[nova][qa][infra] Adding no_timer_check to the kernel command line of our CI images
Hello all, For a while now we've been attempting to track down some infrequent but annoying Tempest test cleanup failures in CI when detaching volumes from an instance. Finally after rewriting part of the Tempest logic controlling the cleanup we've been able to confirm that this is being caused by a kernel panic within the instance at boot time as documented in the following bug: Failure to detach volume during Tempest test cleanup due to APIC related kernel panic within the guest OS https://bugs.launchpad.net/nova/+bug/1939108 This had been previously found in 2014 but at the time a fix was only proposed to Nova that would solve this when using a supplied kernel image: cirros 0.3.1 fails to boot https://bugs.launchpad.net/cirros/+bug/1312199 Use no_timer_check with soft-qemu https://review.opendev.org/c/openstack/nova/+/96090 Most (all?) of our CI currently running with [libvirt]virt_type=qemu uses the full Cirros 0.5.2 image. Does anyone have any suggestions on the best way of modifying the image(s) we use in CI to use the no_timer_check kernel command line arg? Thanks in advance, -- Lee Yarwood A5D1 9385 88CB 7E5F BE64 6618 BCA6 6E33 F672 2D76
Thanks Lee. it was causing problems for a long time. Thanks, Arkady On Wed, Aug 18, 2021 at 5:09 PM Lee Yarwood <lyarwood@redhat.com> wrote:
Hello all,
For a while now we've been attempting to track down some infrequent but annoying Tempest test cleanup failures in CI when detaching volumes from an instance. Finally after rewriting part of the Tempest logic controlling the cleanup we've been able to confirm that this is being caused by a kernel panic within the instance at boot time as documented in the following bug:
Failure to detach volume during Tempest test cleanup due to APIC related kernel panic within the guest OS https://bugs.launchpad.net/nova/+bug/1939108
This had been previously found in 2014 but at the time a fix was only proposed to Nova that would solve this when using a supplied kernel image:
cirros 0.3.1 fails to boot https://bugs.launchpad.net/cirros/+bug/1312199
Use no_timer_check with soft-qemu https://review.opendev.org/c/openstack/nova/+/96090
Most (all?) of our CI currently running with [libvirt]virt_type=qemu uses the full Cirros 0.5.2 image. Does anyone have any suggestions on the best way of modifying the image(s) we use in CI to use the no_timer_check kernel command line arg?
Thanks in advance,
-- Lee Yarwood A5D1 9385 88CB 7E5F BE64 6618 BCA6 6E33 F672 2D76
-- Arkady Kanevsky, Ph.D. Phone: 972 707-6456 Corporate Phone: 919 729-5744 ext. 8176456
On Wed, Aug 18, 2021, at 2:07 PM, Lee Yarwood wrote:
Hello all,
For a while now we've been attempting to track down some infrequent but annoying Tempest test cleanup failures in CI when detaching volumes from an instance. Finally after rewriting part of the Tempest logic controlling the cleanup we've been able to confirm that this is being caused by a kernel panic within the instance at boot time as documented in the following bug:
Failure to detach volume during Tempest test cleanup due to APIC related kernel panic within the guest OS https://bugs.launchpad.net/nova/+bug/1939108
This had been previously found in 2014 but at the time a fix was only proposed to Nova that would solve this when using a supplied kernel image:
cirros 0.3.1 fails to boot https://bugs.launchpad.net/cirros/+bug/1312199
Use no_timer_check with soft-qemu https://review.opendev.org/c/openstack/nova/+/96090
Most (all?) of our CI currently running with [libvirt]virt_type=qemu uses the full Cirros 0.5.2 image. Does anyone have any suggestions on the best way of modifying the image(s) we use in CI to use the no_timer_check kernel command line arg?
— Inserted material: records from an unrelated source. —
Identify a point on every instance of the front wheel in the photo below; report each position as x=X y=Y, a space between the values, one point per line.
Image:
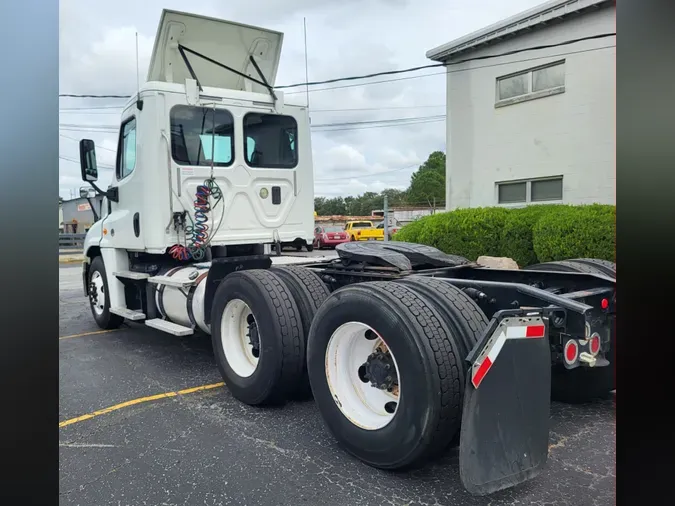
x=98 y=297
x=385 y=376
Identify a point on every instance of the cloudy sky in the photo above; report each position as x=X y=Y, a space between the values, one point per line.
x=347 y=37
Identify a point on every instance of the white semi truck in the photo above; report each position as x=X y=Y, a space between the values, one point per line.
x=398 y=343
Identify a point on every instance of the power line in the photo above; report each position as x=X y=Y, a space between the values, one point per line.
x=378 y=108
x=78 y=140
x=381 y=126
x=400 y=71
x=101 y=165
x=466 y=60
x=368 y=175
x=66 y=126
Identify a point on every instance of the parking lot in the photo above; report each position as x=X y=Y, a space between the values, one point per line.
x=145 y=420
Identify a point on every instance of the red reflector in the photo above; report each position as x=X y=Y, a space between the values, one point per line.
x=595 y=345
x=535 y=331
x=481 y=372
x=571 y=351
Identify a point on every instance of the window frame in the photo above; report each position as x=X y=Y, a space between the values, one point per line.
x=530 y=95
x=233 y=150
x=274 y=166
x=120 y=153
x=528 y=191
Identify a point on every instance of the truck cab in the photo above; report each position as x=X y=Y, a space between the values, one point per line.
x=207 y=113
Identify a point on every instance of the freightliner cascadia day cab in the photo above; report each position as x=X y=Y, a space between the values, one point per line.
x=399 y=344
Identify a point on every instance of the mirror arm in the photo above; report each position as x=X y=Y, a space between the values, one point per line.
x=93 y=209
x=112 y=193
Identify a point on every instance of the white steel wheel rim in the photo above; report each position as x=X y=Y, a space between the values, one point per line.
x=235 y=339
x=360 y=402
x=96 y=285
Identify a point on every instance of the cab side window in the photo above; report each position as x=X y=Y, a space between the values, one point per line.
x=126 y=150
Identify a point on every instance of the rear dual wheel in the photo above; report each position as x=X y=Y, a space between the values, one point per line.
x=386 y=373
x=260 y=322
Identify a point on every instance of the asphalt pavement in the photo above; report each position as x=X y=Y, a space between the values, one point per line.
x=204 y=447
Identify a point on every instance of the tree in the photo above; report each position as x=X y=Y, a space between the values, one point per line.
x=395 y=197
x=428 y=188
x=427 y=184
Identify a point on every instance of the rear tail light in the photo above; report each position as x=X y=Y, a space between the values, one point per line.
x=594 y=344
x=571 y=352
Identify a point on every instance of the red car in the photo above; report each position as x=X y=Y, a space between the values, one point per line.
x=329 y=237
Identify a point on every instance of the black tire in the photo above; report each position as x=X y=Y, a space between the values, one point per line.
x=583 y=384
x=106 y=320
x=309 y=293
x=427 y=359
x=461 y=315
x=282 y=341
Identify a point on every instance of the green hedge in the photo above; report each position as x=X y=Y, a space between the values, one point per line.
x=576 y=232
x=516 y=239
x=529 y=235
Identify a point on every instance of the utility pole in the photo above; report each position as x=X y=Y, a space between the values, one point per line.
x=386 y=219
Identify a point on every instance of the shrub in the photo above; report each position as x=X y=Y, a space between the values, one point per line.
x=466 y=232
x=516 y=237
x=576 y=232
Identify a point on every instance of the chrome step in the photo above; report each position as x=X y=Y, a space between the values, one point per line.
x=129 y=314
x=169 y=327
x=169 y=281
x=131 y=275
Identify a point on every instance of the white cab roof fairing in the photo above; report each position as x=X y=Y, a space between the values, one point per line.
x=224 y=41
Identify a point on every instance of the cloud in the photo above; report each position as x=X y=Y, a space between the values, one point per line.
x=97 y=55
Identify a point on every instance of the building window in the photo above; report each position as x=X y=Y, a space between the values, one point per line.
x=270 y=141
x=197 y=131
x=530 y=84
x=535 y=190
x=126 y=151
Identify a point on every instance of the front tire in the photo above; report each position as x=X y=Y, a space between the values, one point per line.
x=257 y=337
x=367 y=421
x=99 y=301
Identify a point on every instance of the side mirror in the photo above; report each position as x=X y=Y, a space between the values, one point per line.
x=87 y=193
x=88 y=167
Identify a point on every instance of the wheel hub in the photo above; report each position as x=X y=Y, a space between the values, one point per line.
x=379 y=370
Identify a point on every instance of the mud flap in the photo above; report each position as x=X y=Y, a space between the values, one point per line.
x=505 y=420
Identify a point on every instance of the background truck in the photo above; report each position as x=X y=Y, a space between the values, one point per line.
x=363 y=231
x=405 y=350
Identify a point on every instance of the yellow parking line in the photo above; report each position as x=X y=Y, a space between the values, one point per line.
x=89 y=333
x=138 y=401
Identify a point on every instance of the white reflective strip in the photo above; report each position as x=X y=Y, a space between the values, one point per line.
x=516 y=332
x=497 y=347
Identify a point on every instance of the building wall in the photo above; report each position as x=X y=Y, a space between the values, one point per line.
x=570 y=134
x=84 y=217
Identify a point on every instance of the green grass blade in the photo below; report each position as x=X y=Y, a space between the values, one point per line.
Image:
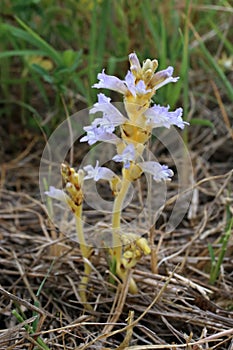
x=36 y=40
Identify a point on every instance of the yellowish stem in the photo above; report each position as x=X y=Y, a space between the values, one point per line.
x=117 y=243
x=85 y=253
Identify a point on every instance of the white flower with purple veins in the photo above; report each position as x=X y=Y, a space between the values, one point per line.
x=158 y=171
x=99 y=133
x=135 y=89
x=55 y=193
x=158 y=116
x=126 y=157
x=98 y=173
x=110 y=82
x=111 y=115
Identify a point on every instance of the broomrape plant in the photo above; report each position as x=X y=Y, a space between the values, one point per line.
x=134 y=132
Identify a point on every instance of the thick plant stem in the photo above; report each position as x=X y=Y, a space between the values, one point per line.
x=85 y=253
x=117 y=243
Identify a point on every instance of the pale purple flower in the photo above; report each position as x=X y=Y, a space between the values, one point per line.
x=110 y=82
x=123 y=86
x=111 y=115
x=99 y=133
x=134 y=62
x=158 y=116
x=55 y=193
x=98 y=173
x=126 y=156
x=164 y=77
x=159 y=172
x=135 y=89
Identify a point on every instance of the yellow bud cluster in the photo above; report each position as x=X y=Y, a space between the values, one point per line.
x=134 y=248
x=72 y=183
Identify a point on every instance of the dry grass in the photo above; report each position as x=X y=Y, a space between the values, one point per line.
x=176 y=306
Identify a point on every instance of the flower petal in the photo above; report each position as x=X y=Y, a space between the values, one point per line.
x=111 y=114
x=163 y=77
x=158 y=116
x=99 y=133
x=98 y=173
x=127 y=156
x=159 y=172
x=110 y=82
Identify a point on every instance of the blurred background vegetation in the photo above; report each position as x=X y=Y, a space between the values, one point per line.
x=51 y=53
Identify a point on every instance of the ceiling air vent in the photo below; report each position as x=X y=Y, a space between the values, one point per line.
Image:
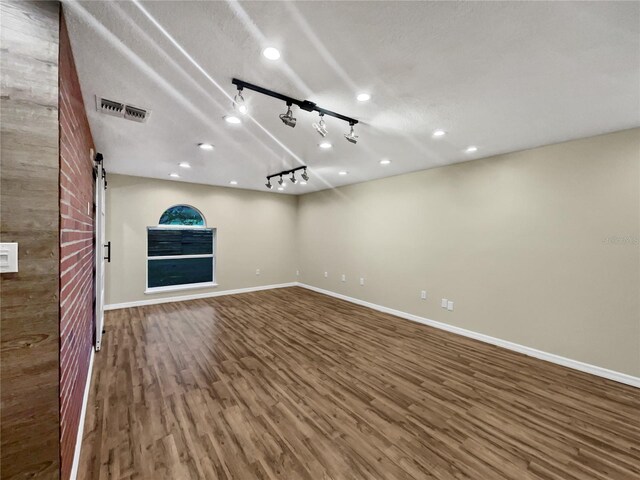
x=118 y=109
x=110 y=107
x=136 y=114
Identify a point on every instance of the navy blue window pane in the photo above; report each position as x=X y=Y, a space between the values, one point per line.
x=180 y=271
x=165 y=242
x=182 y=215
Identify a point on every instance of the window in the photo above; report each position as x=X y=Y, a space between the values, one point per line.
x=180 y=251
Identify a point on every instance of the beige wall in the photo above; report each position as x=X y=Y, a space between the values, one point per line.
x=254 y=230
x=522 y=243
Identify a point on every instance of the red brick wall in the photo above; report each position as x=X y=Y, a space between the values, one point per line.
x=76 y=252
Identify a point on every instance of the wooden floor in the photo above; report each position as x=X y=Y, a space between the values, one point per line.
x=291 y=384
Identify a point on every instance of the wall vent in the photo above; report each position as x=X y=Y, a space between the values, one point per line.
x=136 y=114
x=118 y=109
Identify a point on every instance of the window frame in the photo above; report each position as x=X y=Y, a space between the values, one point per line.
x=186 y=286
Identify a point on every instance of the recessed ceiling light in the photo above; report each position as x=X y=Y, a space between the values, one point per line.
x=232 y=119
x=271 y=53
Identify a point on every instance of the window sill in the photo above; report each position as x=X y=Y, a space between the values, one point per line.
x=179 y=288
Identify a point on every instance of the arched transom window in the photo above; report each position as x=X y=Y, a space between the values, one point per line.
x=180 y=251
x=182 y=215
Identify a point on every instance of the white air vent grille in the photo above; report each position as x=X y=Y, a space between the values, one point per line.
x=134 y=113
x=110 y=107
x=118 y=109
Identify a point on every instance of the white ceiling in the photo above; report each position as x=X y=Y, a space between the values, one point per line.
x=503 y=76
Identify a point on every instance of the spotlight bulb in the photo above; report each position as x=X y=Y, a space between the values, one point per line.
x=239 y=103
x=351 y=136
x=287 y=118
x=321 y=127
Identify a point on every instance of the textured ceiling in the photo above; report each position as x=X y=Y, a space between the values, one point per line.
x=503 y=76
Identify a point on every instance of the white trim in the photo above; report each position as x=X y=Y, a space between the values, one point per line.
x=177 y=288
x=531 y=352
x=83 y=413
x=195 y=296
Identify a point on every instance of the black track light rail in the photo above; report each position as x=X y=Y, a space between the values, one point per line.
x=305 y=105
x=286 y=172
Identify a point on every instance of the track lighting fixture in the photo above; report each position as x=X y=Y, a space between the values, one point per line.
x=287 y=118
x=321 y=127
x=306 y=105
x=239 y=103
x=281 y=180
x=351 y=136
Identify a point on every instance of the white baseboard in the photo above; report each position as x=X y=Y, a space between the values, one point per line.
x=195 y=296
x=532 y=352
x=83 y=413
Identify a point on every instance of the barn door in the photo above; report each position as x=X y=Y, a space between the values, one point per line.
x=103 y=251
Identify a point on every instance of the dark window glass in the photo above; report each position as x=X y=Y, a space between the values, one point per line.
x=179 y=271
x=182 y=215
x=165 y=242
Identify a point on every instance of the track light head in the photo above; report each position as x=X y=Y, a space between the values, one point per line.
x=287 y=118
x=321 y=127
x=239 y=103
x=351 y=136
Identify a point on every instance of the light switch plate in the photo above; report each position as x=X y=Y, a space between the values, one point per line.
x=8 y=257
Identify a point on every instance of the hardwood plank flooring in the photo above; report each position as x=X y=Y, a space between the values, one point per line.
x=291 y=384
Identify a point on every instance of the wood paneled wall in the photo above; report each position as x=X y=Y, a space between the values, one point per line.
x=29 y=215
x=76 y=251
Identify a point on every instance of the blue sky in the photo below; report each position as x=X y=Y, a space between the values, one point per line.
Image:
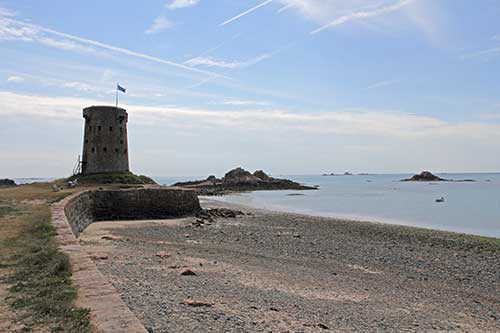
x=290 y=86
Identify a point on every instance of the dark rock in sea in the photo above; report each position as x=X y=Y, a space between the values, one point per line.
x=262 y=175
x=240 y=176
x=7 y=182
x=425 y=176
x=240 y=180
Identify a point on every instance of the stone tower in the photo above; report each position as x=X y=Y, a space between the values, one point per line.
x=105 y=147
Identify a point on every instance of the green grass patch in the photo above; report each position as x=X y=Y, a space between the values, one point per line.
x=41 y=282
x=6 y=210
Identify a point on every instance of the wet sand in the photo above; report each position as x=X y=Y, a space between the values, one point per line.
x=279 y=272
The best way is probably to update the image upstream and then update the cirros version in our tests? https://github.com/cirros-dev/cirros/blob/master/src/boot/grub/menu.lst#L10 or maybe with a kernel build flag? Smoser does note in 1312199 above that baking this into the image is an option though that was some time ago. If you want to modify the existing images instead it would probably be a good idea to have something like devstack do it rather than the CI system so that people running tools like devstack don't end up with different images outside of the CI system.
Thanks in advance,
-- Lee Yarwood A5D1 9385 88CB 7E5F BE64 6618 BCA6 6E33 F672 2D76
On Wed, Aug 18, 2021 at 11:45 PM Clark Boylan <cboylan@sapwetik.org> wrote:
On Wed, Aug 18, 2021, at 2:07 PM, Lee Yarwood wrote:
Hello all,
For a while now we've been attempting to track down some infrequent but annoying Tempest test cleanup failures in CI when detaching volumes from an instance. Finally after rewriting part of the Tempest logic controlling the cleanup we've been able to confirm that this is being caused by a kernel panic within the instance at boot time as documented in the following bug:
Failure to detach volume during Tempest test cleanup due to APIC related kernel panic within the guest OS https://bugs.launchpad.net/nova/+bug/1939108
This had been previously found in 2014 but at the time a fix was only proposed to Nova that would solve this when using a supplied kernel image:
cirros 0.3.1 fails to boot https://bugs.launchpad.net/cirros/+bug/1312199
Use no_timer_check with soft-qemu https://review.opendev.org/c/openstack/nova/+/96090
Most (all?) of our CI currently running with [libvirt]virt_type=qemu uses the full Cirros 0.5.2 image. Does anyone have any suggestions on the best way of modifying the image(s) we use in CI to use the no_timer_check kernel command line arg?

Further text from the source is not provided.